Stephanie Schwaderer

Die erste Probe, daran erinnert sich Traudl Bergau noch heute, war ein kleines Desaster. Vor 20 Jahren, an einem Mittwoch im Frühling 1993, hatte die Juristin und Kulturmentorin eine Truppe Gleichgesinnter im Musikraum des Ickinger Gymnasiums zusammengetrommelt. Sie war entschlossen, sich einen lang gehegten Wunsch zu erfüllen: Die Gründung eines Chors, der nicht nur geistliche Werke singen würde. "Die Stimmung war lustig und nett, aber auch spannungsgeladen", erinnert sie sich. "Vor uns stand Matt Boynick, der Leiter der Isartaler Philharmoniker. Und er war entsetzt über unser mangelndes Können."

Boynick gab nach kurzer Zeit auf. "Er sollte ohnehin nur ein Übergangshelfer sein", sagt Bergau. Das Vokalensemble Icking hingegen machte weiter - mit einem Dirigenten, der damals gerade sein Abitur schrieb und bislang vor allem als Schauspieler bei Schulaufführungen aufgefallen war: Philipp Amelung. "Wenn man ihn sah, merkte man sofort, dass er sich ausdrücken kann, dass er gut rüberkommt und Zugang zu den Menschen hat", erinnert sich Bergau. Als Amelung, gerade 18 Jahre alt, bei einem Schülerkonzert kurzfristig für eine erkrankte Musiklehrerin als Dirigent einsprang, hatte Bergau ihren Chorleiter gefunden: "Amelung war der Mann der ersten Stunde."
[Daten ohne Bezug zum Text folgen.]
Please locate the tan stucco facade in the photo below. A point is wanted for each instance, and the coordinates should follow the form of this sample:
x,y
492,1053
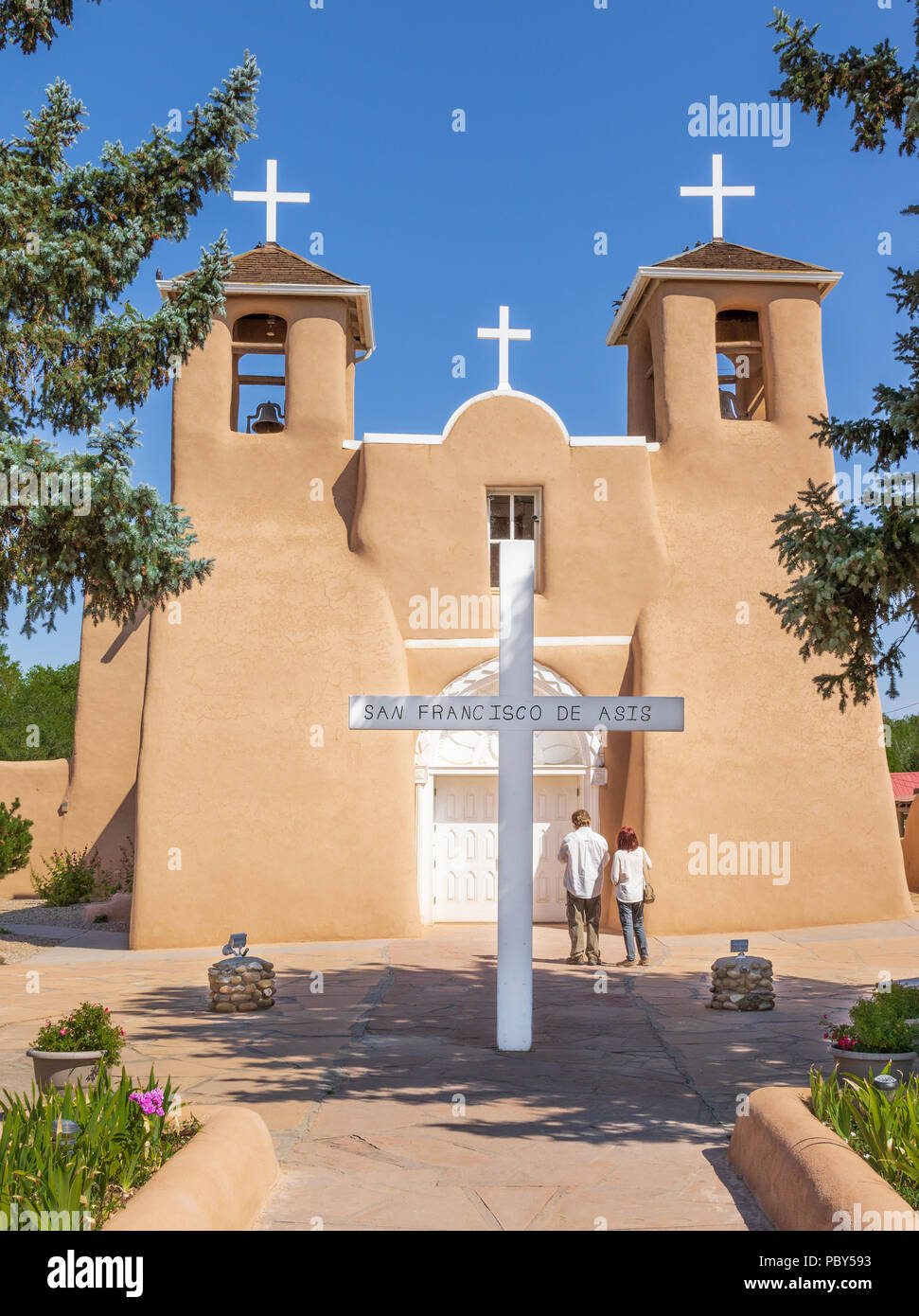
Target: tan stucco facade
x,y
217,733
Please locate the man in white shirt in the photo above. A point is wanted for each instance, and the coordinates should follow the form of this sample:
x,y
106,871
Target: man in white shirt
x,y
584,854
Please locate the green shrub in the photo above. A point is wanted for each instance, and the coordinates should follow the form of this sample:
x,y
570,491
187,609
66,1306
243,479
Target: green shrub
x,y
88,1028
73,877
882,1128
14,839
117,1149
881,1020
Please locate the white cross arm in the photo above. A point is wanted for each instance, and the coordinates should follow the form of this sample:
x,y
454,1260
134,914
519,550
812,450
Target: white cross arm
x,y
495,714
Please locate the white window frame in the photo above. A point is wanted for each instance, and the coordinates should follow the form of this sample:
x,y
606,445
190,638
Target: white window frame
x,y
536,492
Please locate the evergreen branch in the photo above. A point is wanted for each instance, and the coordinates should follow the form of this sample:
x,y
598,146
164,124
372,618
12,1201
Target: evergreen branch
x,y
120,543
875,87
27,23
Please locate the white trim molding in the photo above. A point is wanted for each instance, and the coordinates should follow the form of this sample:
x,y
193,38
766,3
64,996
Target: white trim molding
x,y
574,441
539,643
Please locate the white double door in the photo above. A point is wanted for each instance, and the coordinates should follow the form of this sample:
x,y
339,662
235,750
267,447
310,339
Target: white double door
x,y
466,846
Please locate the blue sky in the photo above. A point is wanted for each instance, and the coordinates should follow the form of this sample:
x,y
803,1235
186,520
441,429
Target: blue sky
x,y
576,122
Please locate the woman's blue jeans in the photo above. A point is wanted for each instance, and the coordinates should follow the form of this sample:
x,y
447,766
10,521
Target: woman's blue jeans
x,y
631,916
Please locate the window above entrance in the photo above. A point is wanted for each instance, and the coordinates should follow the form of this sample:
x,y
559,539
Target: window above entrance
x,y
514,515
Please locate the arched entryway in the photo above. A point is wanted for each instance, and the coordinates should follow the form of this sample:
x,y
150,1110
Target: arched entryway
x,y
456,798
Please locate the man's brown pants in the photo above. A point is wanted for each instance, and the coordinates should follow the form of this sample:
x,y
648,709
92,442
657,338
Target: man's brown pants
x,y
584,916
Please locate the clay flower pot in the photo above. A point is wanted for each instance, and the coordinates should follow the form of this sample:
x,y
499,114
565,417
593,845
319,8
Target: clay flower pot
x,y
60,1069
857,1063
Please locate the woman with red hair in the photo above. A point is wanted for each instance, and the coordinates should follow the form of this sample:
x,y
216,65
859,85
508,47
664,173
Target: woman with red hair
x,y
628,863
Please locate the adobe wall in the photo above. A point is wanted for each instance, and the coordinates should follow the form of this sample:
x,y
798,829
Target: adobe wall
x,y
601,556
97,782
257,809
40,789
763,756
107,738
910,847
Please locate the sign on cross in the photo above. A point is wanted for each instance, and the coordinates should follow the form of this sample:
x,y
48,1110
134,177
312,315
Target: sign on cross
x,y
516,714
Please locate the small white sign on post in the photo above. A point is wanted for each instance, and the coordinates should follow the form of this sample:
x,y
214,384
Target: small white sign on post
x,y
516,712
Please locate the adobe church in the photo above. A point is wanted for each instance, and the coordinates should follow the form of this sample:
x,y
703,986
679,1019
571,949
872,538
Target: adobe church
x,y
216,732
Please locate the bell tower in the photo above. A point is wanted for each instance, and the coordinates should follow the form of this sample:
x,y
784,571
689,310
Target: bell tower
x,y
725,371
247,770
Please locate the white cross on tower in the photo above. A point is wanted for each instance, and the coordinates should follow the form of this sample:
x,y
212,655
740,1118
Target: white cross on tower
x,y
271,196
504,333
716,192
516,714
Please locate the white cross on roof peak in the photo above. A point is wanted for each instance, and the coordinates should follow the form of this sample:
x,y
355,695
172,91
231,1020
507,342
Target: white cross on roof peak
x,y
271,198
716,191
504,333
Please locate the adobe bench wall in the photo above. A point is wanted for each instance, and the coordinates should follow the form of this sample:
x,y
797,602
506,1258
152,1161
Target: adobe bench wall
x,y
798,1169
219,1181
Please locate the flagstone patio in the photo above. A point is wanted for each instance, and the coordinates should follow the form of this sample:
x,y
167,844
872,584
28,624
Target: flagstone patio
x,y
392,1110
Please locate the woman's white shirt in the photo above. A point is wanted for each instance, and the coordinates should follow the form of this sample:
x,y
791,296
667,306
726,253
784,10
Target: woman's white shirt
x,y
628,874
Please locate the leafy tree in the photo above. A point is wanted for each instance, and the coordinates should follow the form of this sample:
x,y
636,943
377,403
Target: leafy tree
x,y
37,704
14,839
855,570
71,240
904,748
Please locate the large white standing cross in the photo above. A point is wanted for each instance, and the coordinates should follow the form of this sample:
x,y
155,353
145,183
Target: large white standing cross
x,y
516,712
716,192
504,333
271,196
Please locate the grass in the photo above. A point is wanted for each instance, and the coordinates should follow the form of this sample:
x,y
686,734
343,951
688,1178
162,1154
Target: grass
x,y
882,1129
117,1150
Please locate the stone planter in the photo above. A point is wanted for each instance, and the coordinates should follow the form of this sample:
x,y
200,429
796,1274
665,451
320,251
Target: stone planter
x,y
857,1063
742,982
60,1069
240,985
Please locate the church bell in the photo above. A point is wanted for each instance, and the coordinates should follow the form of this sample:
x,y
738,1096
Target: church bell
x,y
267,420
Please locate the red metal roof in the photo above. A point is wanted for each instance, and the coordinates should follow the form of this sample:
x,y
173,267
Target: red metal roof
x,y
905,785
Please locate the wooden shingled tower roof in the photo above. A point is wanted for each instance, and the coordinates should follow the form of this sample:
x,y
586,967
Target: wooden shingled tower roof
x,y
729,256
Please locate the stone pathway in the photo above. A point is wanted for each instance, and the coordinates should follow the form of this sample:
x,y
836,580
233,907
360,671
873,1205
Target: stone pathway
x,y
392,1110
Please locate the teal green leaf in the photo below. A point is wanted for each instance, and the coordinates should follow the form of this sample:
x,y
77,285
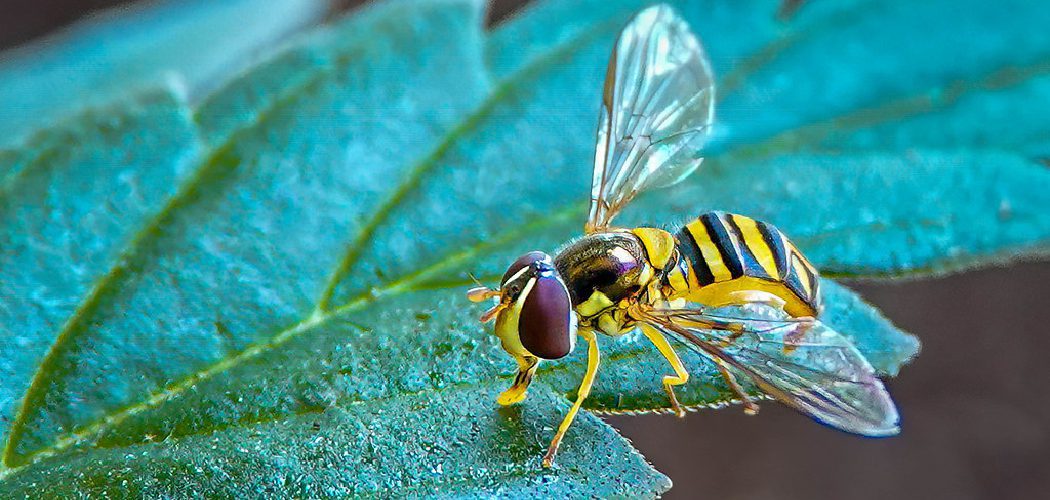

13 Jahre blieb der junge Dirigent dem Laienchor treu, formte ihn zu einem Klangkörper, der spätestens 2003 mit einer Elias-Aufführung in der Ebenhauser Kirche aufhorchen ließ. Gemeinsam wagte man sich an immer wieder neue Herausforderungen, Mozarts Requiem, Orffs "Carmina Burana" oder Händels "Messias". Mehrmals sangen die Ickinger Bachs Weihnachtsoratorium sowie die Johannes-Passion. Zu den Höhepunkten gehörte auch die Mitwirkung in Mozarts Oper "Don Giovanni" im Sommer 2005.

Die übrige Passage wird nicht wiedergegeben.